It used to be, everyone was entitled to their own opinion, but not their own facts. But that’s not the case anymore. Facts matter not at all. Perception is everything. It’s certainty. People love the President because he’s certain of his choices as a leader, even if the facts that back him up don’t seem to exist. It’s the fact that he’s certain that is very appealing to a certain section of the country. I really feel a dichotomy in the American populace. What is important? What you want to be true, or what is true?…

Truthiness is ‘What I say is right, and [nothing] anyone else says could possibly be true.’ It’s not only that I feel it to be true, but that I feel it to be true. There’s not only an emotional quality, but there’s a selfish quality.

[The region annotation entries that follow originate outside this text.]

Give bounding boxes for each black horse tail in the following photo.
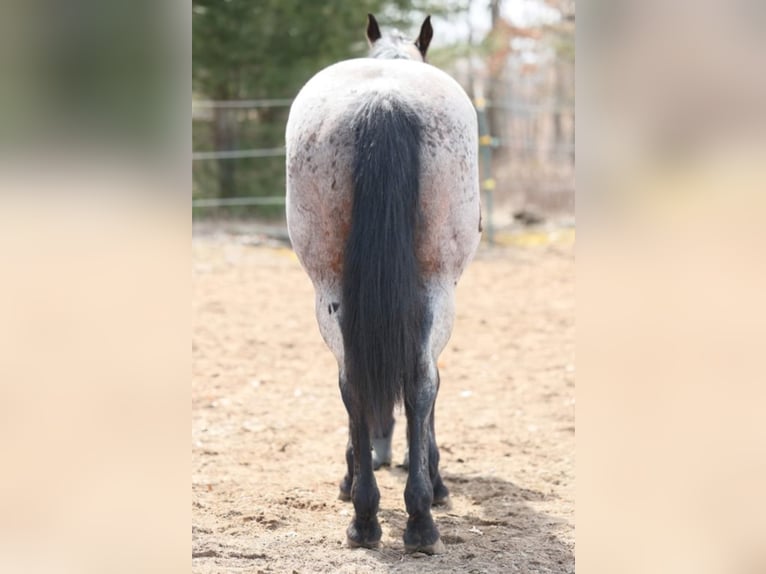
[340,96,424,429]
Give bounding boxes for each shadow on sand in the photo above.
[367,467,575,574]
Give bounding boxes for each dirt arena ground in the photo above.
[192,233,575,574]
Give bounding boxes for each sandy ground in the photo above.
[192,234,575,574]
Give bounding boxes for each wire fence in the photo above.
[192,94,574,242]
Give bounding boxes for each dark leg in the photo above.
[338,428,354,501]
[402,371,450,506]
[338,379,354,501]
[404,365,444,554]
[428,376,449,506]
[341,384,381,548]
[372,413,394,470]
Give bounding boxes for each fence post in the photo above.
[474,98,495,245]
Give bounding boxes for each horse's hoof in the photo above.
[404,538,447,555]
[346,519,383,548]
[346,534,380,550]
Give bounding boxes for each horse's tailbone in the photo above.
[341,96,425,428]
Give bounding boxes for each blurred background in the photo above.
[192,0,575,239]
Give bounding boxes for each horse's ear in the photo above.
[367,14,380,46]
[415,16,434,60]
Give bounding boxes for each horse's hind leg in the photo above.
[404,363,444,554]
[428,369,449,506]
[341,381,382,548]
[338,399,394,501]
[372,412,394,470]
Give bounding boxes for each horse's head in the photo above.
[367,14,434,62]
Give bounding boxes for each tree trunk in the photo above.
[213,108,237,198]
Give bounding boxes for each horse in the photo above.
[285,14,481,554]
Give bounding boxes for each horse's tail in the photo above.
[340,96,425,429]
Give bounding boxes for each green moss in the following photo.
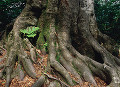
[72,63,82,76]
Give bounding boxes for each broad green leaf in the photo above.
[27,34,36,37]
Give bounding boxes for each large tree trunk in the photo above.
[1,0,120,87]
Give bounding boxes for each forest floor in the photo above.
[0,50,107,87]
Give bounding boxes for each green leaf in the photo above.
[27,34,36,37]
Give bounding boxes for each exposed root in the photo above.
[31,75,45,87]
[24,38,37,63]
[44,73,70,87]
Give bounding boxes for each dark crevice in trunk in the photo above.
[93,48,104,64]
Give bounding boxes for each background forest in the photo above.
[0,0,120,87]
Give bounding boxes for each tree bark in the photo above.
[2,0,120,87]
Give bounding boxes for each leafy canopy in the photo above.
[95,0,120,41]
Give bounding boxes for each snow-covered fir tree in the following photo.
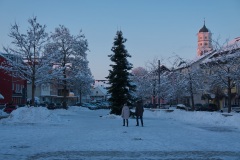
[106,31,135,115]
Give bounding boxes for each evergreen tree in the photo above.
[106,31,136,115]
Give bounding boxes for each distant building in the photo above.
[0,54,27,104]
[197,21,213,56]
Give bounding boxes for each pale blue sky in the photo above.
[0,0,240,79]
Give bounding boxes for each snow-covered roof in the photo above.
[202,37,240,63]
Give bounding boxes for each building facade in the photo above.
[0,55,27,105]
[197,21,213,56]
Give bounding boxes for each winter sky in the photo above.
[0,0,240,79]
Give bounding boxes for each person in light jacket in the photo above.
[135,100,144,127]
[121,104,130,127]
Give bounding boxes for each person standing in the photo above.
[121,104,130,127]
[135,100,144,127]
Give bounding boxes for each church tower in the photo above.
[197,20,213,56]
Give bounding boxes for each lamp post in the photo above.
[158,60,161,108]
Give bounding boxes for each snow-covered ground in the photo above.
[0,107,240,160]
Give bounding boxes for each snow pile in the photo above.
[0,110,8,116]
[3,107,61,123]
[148,109,240,128]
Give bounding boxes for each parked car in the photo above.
[3,104,17,113]
[201,103,219,112]
[47,103,56,109]
[56,103,63,109]
[75,102,81,106]
[0,103,6,109]
[176,104,191,111]
[159,103,169,109]
[38,103,48,107]
[232,105,240,113]
[194,103,203,111]
[221,104,240,113]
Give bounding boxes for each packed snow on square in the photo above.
[0,106,240,160]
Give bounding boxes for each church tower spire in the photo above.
[197,19,213,56]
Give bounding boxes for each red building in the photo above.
[0,55,27,104]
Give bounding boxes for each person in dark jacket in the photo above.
[135,100,144,127]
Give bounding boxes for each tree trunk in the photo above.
[228,77,232,113]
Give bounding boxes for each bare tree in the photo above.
[201,38,240,113]
[45,25,88,108]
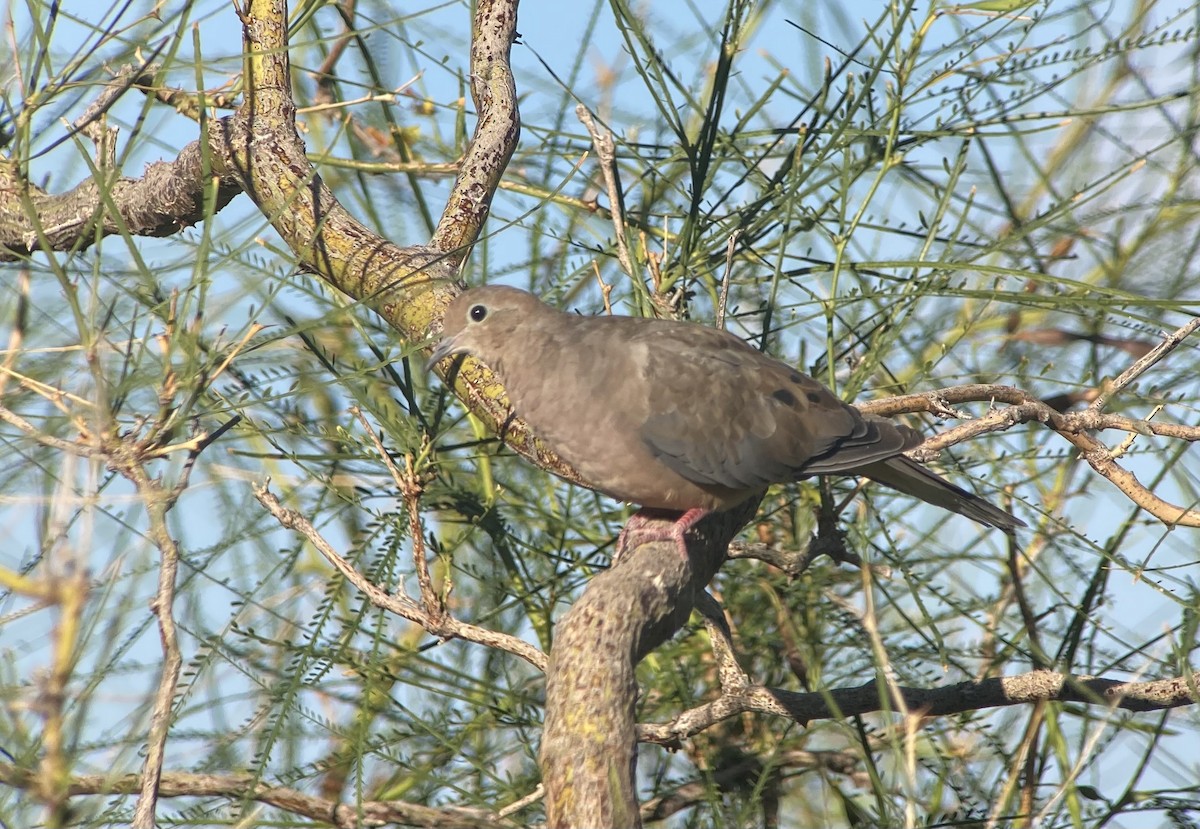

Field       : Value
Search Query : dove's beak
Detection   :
[425,337,462,372]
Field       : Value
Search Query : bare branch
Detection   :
[0,763,523,829]
[637,671,1200,746]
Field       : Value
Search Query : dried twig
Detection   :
[575,103,637,281]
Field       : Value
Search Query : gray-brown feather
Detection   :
[434,287,1021,531]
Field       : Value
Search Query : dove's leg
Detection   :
[612,509,708,564]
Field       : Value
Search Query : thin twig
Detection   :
[260,481,547,671]
[575,103,637,281]
[716,228,742,329]
[1087,317,1200,414]
[121,461,184,829]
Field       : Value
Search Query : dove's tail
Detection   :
[854,455,1026,534]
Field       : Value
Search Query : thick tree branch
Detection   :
[540,500,757,828]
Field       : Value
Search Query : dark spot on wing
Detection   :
[770,389,796,406]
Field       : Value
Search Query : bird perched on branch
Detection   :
[427,286,1025,549]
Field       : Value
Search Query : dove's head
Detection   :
[425,286,549,371]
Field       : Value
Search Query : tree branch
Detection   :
[0,763,520,829]
[637,671,1200,747]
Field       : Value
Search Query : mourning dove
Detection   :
[428,286,1025,542]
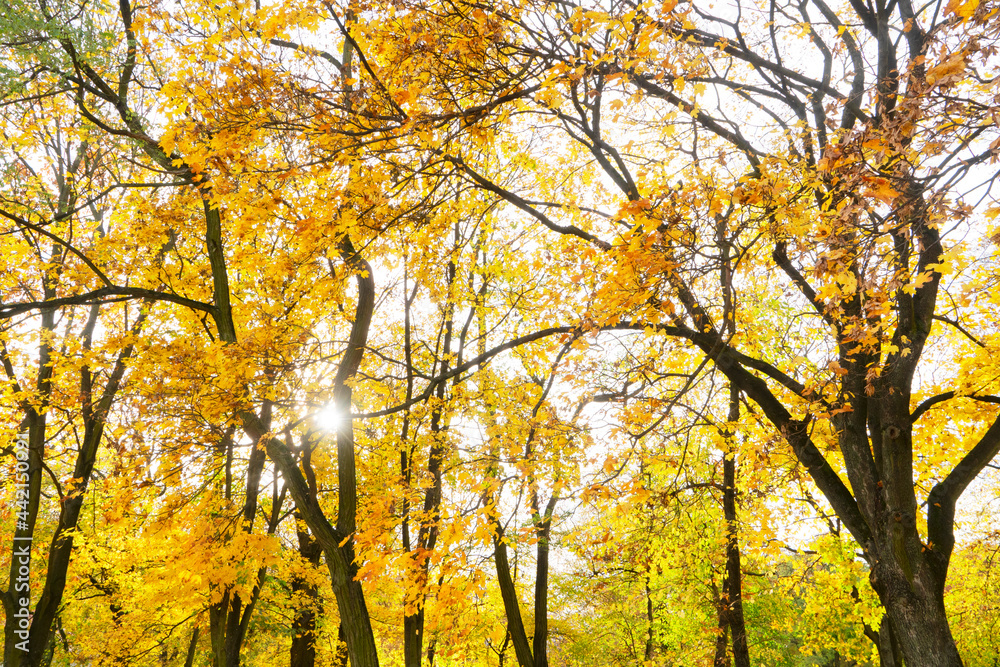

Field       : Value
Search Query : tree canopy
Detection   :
[0,0,1000,667]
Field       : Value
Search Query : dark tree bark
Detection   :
[289,513,323,667]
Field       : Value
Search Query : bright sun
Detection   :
[313,404,343,431]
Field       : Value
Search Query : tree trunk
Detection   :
[289,512,323,667]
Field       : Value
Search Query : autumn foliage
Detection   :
[0,0,1000,667]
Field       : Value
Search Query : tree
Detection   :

And now Peter Canellos of The Boston Globe takes a penetrating look at the rhetoric of the major GOP presidential candidates and finds truthiness run rampant:

Assertions of connections between bin Laden and terrorists in Iraq have heated up over the last month, as Congress has debated the war funding resolution. Romney, McCain, and Giuliani have endorsed — and expanded on — Bush’s much-debated contention that Al Qaeda is the main cause of instability in Iraq.

Spokespeople for McCain and Romney say the candidates were expressing their deep-seated convictions that terrorists would benefit if the United States were to withdraw from Iraq. The spokesmen say that even if Iraq had no connection to the Sept. 11 attacks, Al Qaeda-inspired terrorists have infiltrated Iraq as security has deteriorated since the invasion, and now pose a direct threat to the United States.

But critics, including some former CIA officials, said those statements could mislead voters into believing that the perpetrators of the 9/11 attacks are now fighting the United States in Iraq.

Candidates in elections don’t tend to be exactly detached and objective in their political speeches. Still, there is something awfully extreme – and, well, Orwellian, about this. The real fear we should have is this: are these candidates so detached from reality that they actually believe their rhetoric? The good news is probably: no, certainly not the three leading candidates. They fully understand that the realities are quite different from what their vitriolic descriptions. Their dilemma is simple: to come up with a way of justifying the Iraq War and minimizing the damage from a series of grossly inept decisions in its management. No one in the primary phase has opened fire on Bush. And that reflects the inner psyche of the Bush-Rove Republican party and its Caesarian leadership cult. Consequently, what’s left for a good Republican to do other than highlight and personalize the threat. Heighten fear, minimize reasoned analysis.

Brace yourself for much more truthiness. The process has just begun.